Democrats are getting some added star power as they eye the November election. According to CNN, Al Gore will campaign with Hillary Clinton. Though Gore had endorsed the former Secretary of State in July, he'd been otherwise relatively silent on Clinton's presidential run. He did not even attend the Democratic National Convention in Philadelphia this past July. Now, it seems, Bill Clinton's VP is ready to take action.
For weeks, Gore had been rumored to be joining Clinton for campaign appearances in order to court millennial voters and further discuss global warming. Due to his ongoing fight against climate change and his experience during the 2000 campaign, it only makes sense that the environmentalist publicly appear with Clinton. During the 2000 election, Gore saw his fair share of third-party animosity, with Ralph Nader's Green party run considered to be one of the deciding factors in Gore's loss against George W. Bush. After leaving politics, Gore set his sights on exposing the dangers of fossil fuels with the groundbreaking documentary An Inconvenient Truth. The news came to light shortly before the lone vice presidential debate, held on Tuesday night at Longwood University in Farmville, Virginia.

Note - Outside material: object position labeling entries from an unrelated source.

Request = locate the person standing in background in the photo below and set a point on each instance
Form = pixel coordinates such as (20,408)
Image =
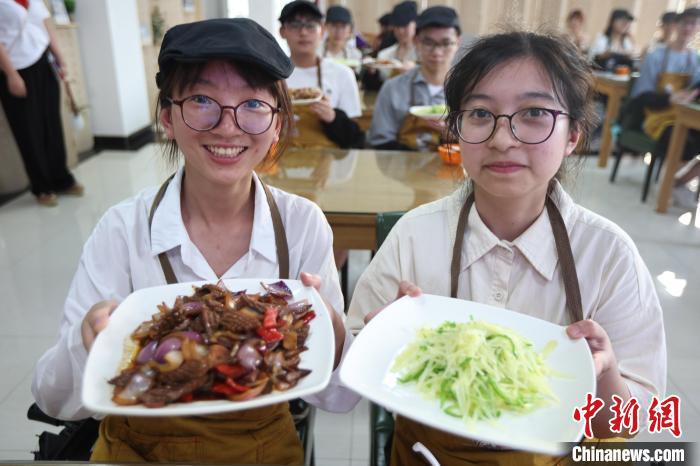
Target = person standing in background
(575,24)
(30,96)
(328,122)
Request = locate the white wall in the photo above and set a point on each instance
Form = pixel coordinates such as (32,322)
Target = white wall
(113,61)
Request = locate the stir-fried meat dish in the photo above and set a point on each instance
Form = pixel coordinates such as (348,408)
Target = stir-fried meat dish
(304,93)
(217,344)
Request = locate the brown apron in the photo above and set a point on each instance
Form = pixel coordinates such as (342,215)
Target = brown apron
(656,121)
(257,436)
(415,132)
(307,131)
(449,449)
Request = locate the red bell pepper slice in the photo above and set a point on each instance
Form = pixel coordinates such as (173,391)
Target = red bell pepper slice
(270,335)
(270,317)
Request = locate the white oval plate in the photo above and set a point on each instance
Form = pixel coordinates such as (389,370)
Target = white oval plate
(107,352)
(366,370)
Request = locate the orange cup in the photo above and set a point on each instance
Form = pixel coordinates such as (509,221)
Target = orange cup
(449,153)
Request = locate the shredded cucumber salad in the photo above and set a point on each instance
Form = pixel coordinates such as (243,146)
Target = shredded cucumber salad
(477,370)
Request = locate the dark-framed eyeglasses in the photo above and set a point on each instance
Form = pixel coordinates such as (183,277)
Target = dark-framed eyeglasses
(202,113)
(310,26)
(432,45)
(532,125)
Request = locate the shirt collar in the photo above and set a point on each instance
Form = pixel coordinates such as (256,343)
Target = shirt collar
(168,230)
(536,243)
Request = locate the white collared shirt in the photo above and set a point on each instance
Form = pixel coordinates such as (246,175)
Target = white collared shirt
(22,31)
(617,290)
(122,256)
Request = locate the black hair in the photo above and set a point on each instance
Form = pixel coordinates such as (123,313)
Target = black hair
(180,76)
(569,72)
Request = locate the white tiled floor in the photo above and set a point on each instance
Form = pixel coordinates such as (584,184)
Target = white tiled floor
(39,250)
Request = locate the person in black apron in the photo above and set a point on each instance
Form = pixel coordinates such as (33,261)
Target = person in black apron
(224,107)
(513,238)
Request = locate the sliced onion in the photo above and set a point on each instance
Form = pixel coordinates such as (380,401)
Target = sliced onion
(147,353)
(248,356)
(166,346)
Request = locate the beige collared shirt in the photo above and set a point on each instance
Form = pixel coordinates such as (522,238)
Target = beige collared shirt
(121,256)
(617,290)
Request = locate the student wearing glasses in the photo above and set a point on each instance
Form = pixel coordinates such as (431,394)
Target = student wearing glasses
(224,109)
(512,237)
(393,127)
(328,122)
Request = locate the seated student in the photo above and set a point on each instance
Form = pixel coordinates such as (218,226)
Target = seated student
(403,20)
(393,127)
(340,43)
(667,27)
(224,108)
(666,75)
(328,122)
(512,237)
(615,45)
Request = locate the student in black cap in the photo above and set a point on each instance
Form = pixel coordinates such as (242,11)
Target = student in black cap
(224,109)
(328,122)
(616,41)
(340,41)
(403,19)
(393,127)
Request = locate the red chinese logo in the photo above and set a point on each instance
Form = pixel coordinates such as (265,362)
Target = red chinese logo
(665,415)
(593,405)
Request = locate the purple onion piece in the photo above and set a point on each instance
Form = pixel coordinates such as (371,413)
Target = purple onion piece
(168,345)
(147,353)
(248,356)
(279,289)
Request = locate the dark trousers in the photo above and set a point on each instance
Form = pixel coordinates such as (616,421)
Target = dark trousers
(35,121)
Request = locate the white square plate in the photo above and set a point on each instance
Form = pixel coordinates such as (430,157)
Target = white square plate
(107,352)
(366,370)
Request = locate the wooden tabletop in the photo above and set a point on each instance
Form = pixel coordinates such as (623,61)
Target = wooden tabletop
(615,87)
(687,116)
(352,186)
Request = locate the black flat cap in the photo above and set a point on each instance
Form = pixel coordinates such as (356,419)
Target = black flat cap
(299,6)
(621,13)
(438,16)
(403,13)
(338,14)
(239,39)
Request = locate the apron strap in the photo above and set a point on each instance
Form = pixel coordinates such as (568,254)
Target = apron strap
(561,240)
(277,225)
(280,236)
(170,277)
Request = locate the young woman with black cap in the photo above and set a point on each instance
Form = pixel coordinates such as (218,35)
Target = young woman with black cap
(328,122)
(223,106)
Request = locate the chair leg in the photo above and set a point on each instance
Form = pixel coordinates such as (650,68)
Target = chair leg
(647,180)
(616,165)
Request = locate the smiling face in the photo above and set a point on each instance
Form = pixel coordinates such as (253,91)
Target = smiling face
(502,166)
(224,154)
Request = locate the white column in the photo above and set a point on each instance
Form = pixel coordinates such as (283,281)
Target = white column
(112,57)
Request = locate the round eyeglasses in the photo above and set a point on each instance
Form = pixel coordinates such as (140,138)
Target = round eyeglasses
(529,126)
(202,113)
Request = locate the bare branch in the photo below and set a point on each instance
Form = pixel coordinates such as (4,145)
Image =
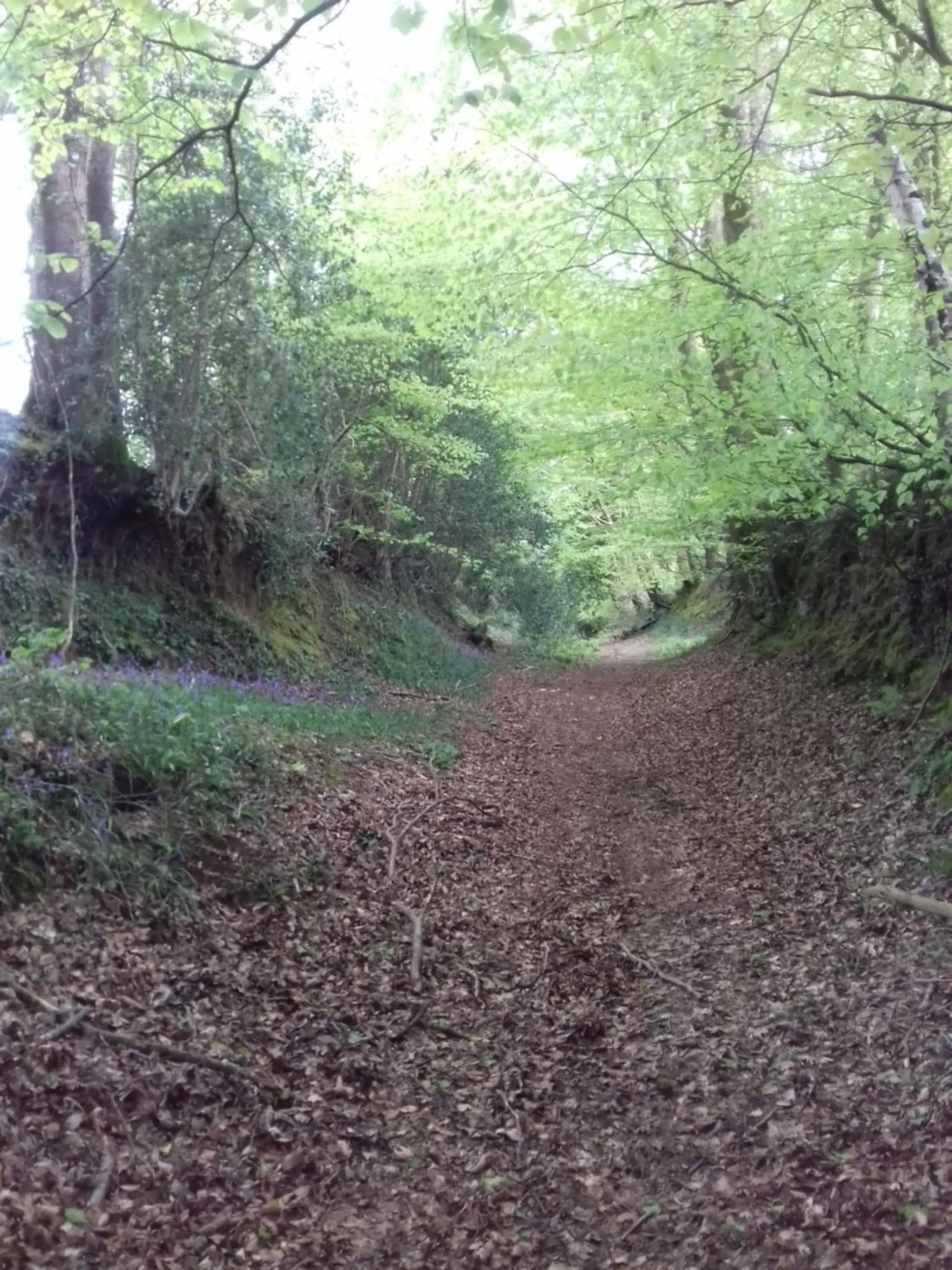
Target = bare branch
(902,98)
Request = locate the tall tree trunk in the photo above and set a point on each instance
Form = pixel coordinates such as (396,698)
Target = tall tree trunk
(74,216)
(931,271)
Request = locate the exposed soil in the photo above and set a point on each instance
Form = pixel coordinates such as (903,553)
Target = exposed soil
(655,1027)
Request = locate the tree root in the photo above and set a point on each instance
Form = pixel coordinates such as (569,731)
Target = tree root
(660,975)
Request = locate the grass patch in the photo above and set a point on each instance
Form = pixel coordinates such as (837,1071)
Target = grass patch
(673,637)
(886,703)
(110,778)
(407,649)
(553,654)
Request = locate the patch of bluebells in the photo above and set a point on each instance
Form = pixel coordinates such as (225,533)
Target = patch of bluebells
(196,681)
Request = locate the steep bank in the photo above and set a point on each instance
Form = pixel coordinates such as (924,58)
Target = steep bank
(606,994)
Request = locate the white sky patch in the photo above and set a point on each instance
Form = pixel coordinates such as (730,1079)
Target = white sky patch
(361,56)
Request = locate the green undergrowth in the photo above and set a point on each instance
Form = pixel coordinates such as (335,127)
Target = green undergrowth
(117,624)
(332,629)
(674,635)
(553,654)
(115,779)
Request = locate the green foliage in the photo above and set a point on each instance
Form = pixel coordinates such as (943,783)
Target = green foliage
(112,779)
(886,703)
(405,648)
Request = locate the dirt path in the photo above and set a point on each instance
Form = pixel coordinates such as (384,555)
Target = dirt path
(654,1025)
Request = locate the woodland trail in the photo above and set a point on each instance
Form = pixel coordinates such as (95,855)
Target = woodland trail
(654,1024)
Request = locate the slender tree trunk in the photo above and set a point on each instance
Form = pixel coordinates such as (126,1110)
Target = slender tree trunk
(73,379)
(932,275)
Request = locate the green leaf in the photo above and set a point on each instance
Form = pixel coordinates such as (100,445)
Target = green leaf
(407,18)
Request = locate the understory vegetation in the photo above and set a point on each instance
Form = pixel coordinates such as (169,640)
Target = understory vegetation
(616,308)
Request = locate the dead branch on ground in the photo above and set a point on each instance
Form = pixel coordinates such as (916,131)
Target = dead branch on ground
(909,900)
(121,1041)
(396,839)
(415,919)
(645,964)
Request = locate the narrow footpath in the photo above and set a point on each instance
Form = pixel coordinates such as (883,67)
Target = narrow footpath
(603,996)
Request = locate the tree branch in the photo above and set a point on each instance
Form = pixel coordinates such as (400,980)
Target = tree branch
(902,98)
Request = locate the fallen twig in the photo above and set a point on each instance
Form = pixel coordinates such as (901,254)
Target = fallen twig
(660,975)
(101,1188)
(125,1041)
(66,1025)
(909,900)
(415,919)
(31,999)
(417,948)
(944,666)
(121,1041)
(415,1018)
(638,1223)
(396,839)
(536,978)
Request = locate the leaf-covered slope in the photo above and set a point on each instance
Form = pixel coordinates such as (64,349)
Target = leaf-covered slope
(654,1023)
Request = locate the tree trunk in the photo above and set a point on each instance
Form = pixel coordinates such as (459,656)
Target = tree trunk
(73,380)
(931,272)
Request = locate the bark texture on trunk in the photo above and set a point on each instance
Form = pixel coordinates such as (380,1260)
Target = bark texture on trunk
(74,215)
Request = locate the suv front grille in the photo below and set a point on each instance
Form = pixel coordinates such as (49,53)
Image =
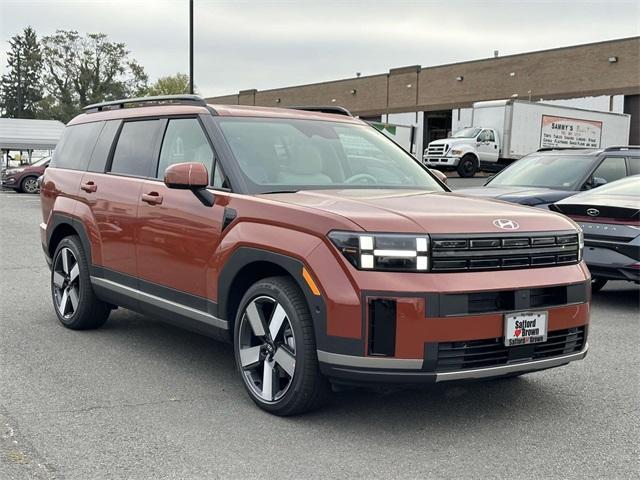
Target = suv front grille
(492,352)
(454,253)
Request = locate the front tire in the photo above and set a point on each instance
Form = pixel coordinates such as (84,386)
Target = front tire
(275,348)
(29,185)
(74,301)
(467,167)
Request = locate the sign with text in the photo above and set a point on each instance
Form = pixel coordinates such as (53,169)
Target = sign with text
(569,132)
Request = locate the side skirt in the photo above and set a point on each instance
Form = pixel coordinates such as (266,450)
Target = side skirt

In many ways, Gore's role on the campaign trail may mirror that of Bernie Sanders. The Vermont senator has been a key player in helping Clinton unveil her debt-free college policies, appearing at a rally at the University of New Hampshire on Sept. 28 to voice his support. It was a policy Sanders had been championing during his own presidential campaign before acquiescing to Clinton and throwing his support behind her. Sanders' live tweeting of the first presidential debate was similar in tone to Gore's endorsement of Clinton.
Gore took to Twitter to issue his endorsement in July:
"Given her qualifications and experience and given the significant challenges facing our nation and the world, including, especially, the global climate crisis, I encourage everyone else to do the same," Gore said in a series of tweets.
It's unclear when Gore will be joining Clinton for a campaign appearance, though CNN reports that such an event will likely take place "in the coming weeks." Given Sanders' neighboring state advantage for the aforementioned University of New Hampshire rally, perhaps a Tennessee event will be planned to capitalize on Gore's lengthy political career serving the citizens of the Volunteer State. As of this writing, the Clinton campaign have no events scheduled in Tennessee.